Côté canadien, la riposte s’accompagne d’une rhétorique de résistance. Mark Carney a rappelé que son gouvernement œuvrait depuis des mois à réduire la dépendance du pays envers les États-Unis, en cherchant à diversifier les partenariats commerciaux, notamment en Asie et en Europe. Un objectif ambitieux, mais dont les résultats concrets tardent à se matérialiser. Dans l’immédiat, les analystes estiment que les droits de douane américains représentent un « risque modérément négatif » pour l’économie canadienne, avec un impact plus marqué sur le secteur manufacturier du centre du pays. Les sénateurs républicains du Kansas, où Bombardier emploie plus de 1 200 personnes, ont d’ailleurs interpellé la Maison-Blanche pour exprimer leurs inquiétudes face aux menaces de Trump sur les ventes de l’avionneur canadien.

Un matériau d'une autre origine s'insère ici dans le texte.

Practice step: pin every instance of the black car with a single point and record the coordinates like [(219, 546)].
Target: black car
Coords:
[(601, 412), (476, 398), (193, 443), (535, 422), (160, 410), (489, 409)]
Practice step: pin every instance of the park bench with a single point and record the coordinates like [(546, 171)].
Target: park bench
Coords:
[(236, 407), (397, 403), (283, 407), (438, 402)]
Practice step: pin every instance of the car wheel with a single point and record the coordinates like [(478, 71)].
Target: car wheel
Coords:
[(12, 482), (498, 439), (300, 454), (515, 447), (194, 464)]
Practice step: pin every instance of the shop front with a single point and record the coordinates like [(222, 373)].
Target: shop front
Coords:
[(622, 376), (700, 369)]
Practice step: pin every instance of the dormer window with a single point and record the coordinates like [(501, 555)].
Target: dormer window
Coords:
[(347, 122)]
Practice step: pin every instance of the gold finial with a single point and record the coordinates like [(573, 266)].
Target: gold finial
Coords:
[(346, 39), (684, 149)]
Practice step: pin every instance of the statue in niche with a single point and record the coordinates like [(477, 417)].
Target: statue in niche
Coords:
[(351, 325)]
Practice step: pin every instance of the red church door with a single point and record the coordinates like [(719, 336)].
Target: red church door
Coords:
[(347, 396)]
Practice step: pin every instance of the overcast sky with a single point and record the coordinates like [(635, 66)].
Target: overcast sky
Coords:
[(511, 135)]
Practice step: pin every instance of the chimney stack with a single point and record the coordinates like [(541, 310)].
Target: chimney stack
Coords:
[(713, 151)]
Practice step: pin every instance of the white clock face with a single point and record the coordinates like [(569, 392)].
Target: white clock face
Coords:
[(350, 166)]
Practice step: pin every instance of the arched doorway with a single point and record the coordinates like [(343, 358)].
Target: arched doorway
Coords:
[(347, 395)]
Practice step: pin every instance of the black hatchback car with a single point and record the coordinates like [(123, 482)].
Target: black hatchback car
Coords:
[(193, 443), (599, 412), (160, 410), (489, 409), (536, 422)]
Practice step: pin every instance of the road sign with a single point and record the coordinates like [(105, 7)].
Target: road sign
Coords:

Pourtant, malgré les provocations — qu’il s’agisse du renommage du lac Ontario ou des moqueries sur la capacité militaire canadienne (« Vont-ils prendre leurs deux sous-marins du centre commercial d’Edmonton et nous les lancer dessus ? ») — Carney refuse de baisser les bras. « Ce n’est pas constructif, mais c’est leur démocratie », a-t-il déclaré, balayant d’un revers de main les attaques personnelles. Une posture qui illustre la tension entre la fermeté affichée et la réalité d’une économie canadienne toujours aussi étroitement liée à son voisin. Une guerre commerciale qui, désormais, s’installe dans la durée.